Norberg tells us that Taiwan, Vietnam, China, South Korea, Hong Kong, and Singapore have achieved success by going global and developing broad-based economies and that Kenya is now moving in a similar direction. Good for them. But shouldn't their success provide a model for those countries that slavishly adhere to inefficient economic policies? Could he at least tell us why those countries maintain outmoded systems when they, too, could make significant transformations?

Finally, Norberg is too sanguine about the pain suffered when jobs disappear, destined to reappear in cheaper economies. While he did express concern, it was almost pro forma, without any suggestion about how the pain might be minimized. It is, after all, the pain of economic disruption that produces much of the resistance to globalization.

Bertram H. Rothschild
Aurora, CO

Bob Barr, Civil Libertarian

"Bob Barr doesn't fit most people's image of a civil libertarian," writes Jesse Walker ("Bob Barr, Civil Libertarian," December).

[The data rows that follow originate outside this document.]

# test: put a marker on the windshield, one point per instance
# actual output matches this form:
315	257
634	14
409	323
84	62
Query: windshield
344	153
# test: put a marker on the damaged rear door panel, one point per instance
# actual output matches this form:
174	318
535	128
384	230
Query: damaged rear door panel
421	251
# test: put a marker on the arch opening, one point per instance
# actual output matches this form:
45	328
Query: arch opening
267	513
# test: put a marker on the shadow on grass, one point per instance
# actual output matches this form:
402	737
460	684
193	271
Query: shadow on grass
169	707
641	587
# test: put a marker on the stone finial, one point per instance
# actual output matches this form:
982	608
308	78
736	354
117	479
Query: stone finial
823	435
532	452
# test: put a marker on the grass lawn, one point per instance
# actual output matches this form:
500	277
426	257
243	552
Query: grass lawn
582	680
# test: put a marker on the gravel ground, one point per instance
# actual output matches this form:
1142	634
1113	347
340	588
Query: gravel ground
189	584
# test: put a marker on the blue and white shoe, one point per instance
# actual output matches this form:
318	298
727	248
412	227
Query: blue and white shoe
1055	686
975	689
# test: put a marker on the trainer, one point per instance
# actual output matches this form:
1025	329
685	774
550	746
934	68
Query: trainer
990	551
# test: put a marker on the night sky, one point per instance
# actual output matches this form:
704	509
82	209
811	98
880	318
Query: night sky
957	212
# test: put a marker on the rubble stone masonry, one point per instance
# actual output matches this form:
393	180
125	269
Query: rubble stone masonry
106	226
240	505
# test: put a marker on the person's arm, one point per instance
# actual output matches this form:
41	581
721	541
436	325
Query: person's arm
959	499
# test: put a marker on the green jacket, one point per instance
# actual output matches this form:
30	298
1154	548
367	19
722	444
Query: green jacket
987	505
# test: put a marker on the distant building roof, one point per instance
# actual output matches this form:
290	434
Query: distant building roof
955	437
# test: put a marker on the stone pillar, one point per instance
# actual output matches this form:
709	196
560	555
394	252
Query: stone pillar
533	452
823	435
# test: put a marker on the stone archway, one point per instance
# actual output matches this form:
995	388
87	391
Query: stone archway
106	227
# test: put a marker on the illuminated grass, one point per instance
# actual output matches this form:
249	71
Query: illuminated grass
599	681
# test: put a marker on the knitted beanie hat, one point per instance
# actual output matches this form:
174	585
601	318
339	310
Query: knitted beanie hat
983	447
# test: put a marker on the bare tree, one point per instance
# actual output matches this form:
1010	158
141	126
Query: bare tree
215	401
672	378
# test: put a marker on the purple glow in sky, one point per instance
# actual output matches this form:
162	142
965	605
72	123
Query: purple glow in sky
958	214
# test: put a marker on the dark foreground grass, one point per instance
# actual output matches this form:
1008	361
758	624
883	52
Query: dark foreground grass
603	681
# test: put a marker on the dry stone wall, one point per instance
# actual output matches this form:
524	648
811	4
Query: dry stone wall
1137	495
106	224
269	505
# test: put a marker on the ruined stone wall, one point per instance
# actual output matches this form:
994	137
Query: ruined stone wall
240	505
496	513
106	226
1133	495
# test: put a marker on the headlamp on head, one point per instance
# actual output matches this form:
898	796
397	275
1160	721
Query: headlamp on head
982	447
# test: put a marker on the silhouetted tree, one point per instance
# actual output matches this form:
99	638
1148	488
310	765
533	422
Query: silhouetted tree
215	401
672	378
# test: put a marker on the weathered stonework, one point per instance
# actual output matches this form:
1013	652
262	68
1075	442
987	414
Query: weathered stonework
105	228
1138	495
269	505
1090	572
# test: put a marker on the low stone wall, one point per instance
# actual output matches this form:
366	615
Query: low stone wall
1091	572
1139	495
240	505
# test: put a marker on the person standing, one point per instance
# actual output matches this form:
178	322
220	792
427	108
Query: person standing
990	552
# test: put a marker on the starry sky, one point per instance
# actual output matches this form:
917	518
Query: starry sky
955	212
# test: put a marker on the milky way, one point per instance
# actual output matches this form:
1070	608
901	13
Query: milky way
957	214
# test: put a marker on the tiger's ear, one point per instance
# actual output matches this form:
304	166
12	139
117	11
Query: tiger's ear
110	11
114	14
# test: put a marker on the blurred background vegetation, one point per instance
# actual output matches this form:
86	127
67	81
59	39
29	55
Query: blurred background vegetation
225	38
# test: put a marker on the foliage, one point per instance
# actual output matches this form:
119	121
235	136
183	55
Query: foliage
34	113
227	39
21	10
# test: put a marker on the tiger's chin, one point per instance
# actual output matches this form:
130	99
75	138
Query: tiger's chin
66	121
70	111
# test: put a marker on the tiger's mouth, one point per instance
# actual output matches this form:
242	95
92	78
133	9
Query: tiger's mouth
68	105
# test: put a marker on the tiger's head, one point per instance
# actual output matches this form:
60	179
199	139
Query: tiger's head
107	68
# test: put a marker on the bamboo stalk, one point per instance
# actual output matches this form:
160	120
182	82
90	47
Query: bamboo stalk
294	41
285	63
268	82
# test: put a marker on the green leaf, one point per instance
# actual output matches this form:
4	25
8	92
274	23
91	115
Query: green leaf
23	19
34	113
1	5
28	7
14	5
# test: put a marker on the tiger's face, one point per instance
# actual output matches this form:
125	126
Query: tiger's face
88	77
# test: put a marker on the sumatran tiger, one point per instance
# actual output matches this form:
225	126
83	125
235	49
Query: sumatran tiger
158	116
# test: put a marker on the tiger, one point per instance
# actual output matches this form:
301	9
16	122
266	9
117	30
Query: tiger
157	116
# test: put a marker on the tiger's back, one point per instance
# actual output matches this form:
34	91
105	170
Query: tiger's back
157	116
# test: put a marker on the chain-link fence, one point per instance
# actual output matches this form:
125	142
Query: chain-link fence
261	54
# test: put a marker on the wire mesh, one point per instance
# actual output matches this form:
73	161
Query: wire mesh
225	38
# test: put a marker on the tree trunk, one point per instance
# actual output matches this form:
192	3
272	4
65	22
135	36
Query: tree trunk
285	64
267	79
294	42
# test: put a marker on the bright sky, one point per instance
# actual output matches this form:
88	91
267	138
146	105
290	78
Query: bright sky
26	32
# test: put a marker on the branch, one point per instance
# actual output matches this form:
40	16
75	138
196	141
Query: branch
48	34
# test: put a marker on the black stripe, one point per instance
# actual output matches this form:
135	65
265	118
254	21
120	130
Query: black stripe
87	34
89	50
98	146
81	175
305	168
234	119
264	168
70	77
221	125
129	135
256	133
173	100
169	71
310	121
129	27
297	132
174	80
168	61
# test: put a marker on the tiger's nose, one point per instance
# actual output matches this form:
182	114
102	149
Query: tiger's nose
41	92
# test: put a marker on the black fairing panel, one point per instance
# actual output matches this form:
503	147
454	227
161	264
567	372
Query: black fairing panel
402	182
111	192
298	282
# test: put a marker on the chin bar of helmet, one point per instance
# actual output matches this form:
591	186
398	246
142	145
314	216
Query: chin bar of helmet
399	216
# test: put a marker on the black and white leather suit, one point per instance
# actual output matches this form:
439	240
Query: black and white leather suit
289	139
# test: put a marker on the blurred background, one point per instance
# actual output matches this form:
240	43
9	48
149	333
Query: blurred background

I'll say. He certainly hasn't struck the Libertarian Party that way. In fact, the L.P. found Barr's record in Congress to be so odious that it specifically—and successfully—targeted him for defeat in his most recent race. I do not dispute Walker's claim that Barr has done his share on behalf of civil liberties. Unfortunately, I also have been forced to conclude at this point that his cheerleading for the drug war has been so vociferous and so relentless that it more than cancels out whatever good he has done.

Like many conservatives, Barr clearly believes that there should be a "drug exception" to the Constitution and Bill of Rights and that this exception can somehow be codified in laws that mete out punishment to (illicit) drug users and traffickers with draconian efficiency while leaving everyone else free to go about their business. It's a big lie and always has been. That Barr believes it so passionately, even as he talks up liberty and occasionally fights on its side, may make him an interesting tragic figure. But a civil libertarian? No. Sorry, but no.